Résumé de la décision
M. B A a déposé une requête le 29 septembre 2023 pour contester la décision du 22 septembre 2023, par laquelle le directeur du Conseil national des activités privées de sécurité a refusé de lui délivrer une autorisation préalable. Ce refus était fondé sur des éléments de son dossier indiquant qu'il avait été impliqué dans des faits d'utilisation frauduleuse d'un moyen de paiement contrefait et d'autres infractions. M. A a soutenu qu'il était victime d'usurpation d'identité, mais n'a pas fourni de preuves suffisantes pour étayer ses affirmations. Le tribunal a rejeté sa requête, considérant que les moyens avancés étaient manifestement infondés.
Arguments pertinents
1. Fondement du refus : Le refus de délivrer l'autorisation préalable repose sur l'article L. 612-20 du Code de la sécurité intérieure, qui stipule que "nul ne peut être employé ou affecté" si son comportement est jugé incompatible avec l'exercice des fonctions liées à la sécurité. Le directeur a donc agi en se basant sur des éléments de l'enquête administrative.

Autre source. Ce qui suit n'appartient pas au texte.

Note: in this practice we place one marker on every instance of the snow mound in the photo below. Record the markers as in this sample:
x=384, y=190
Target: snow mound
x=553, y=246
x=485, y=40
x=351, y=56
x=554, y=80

2. Absence de preuves : M. A a tenté de contester la décision en affirmant qu'il n'avait pas commis les faits reprochés et qu'il était victime d'usurpation d'identité. Cependant, le tribunal a noté que le seul document produit, un dépôt de plainte, ne contenait pas de preuves concrètes pour soutenir ses allégations. Le tribunal a conclu que "les faits invoqués par M. A ne sont manifestement pas assortis des précisions permettant d'en apprécier le bien-fondé".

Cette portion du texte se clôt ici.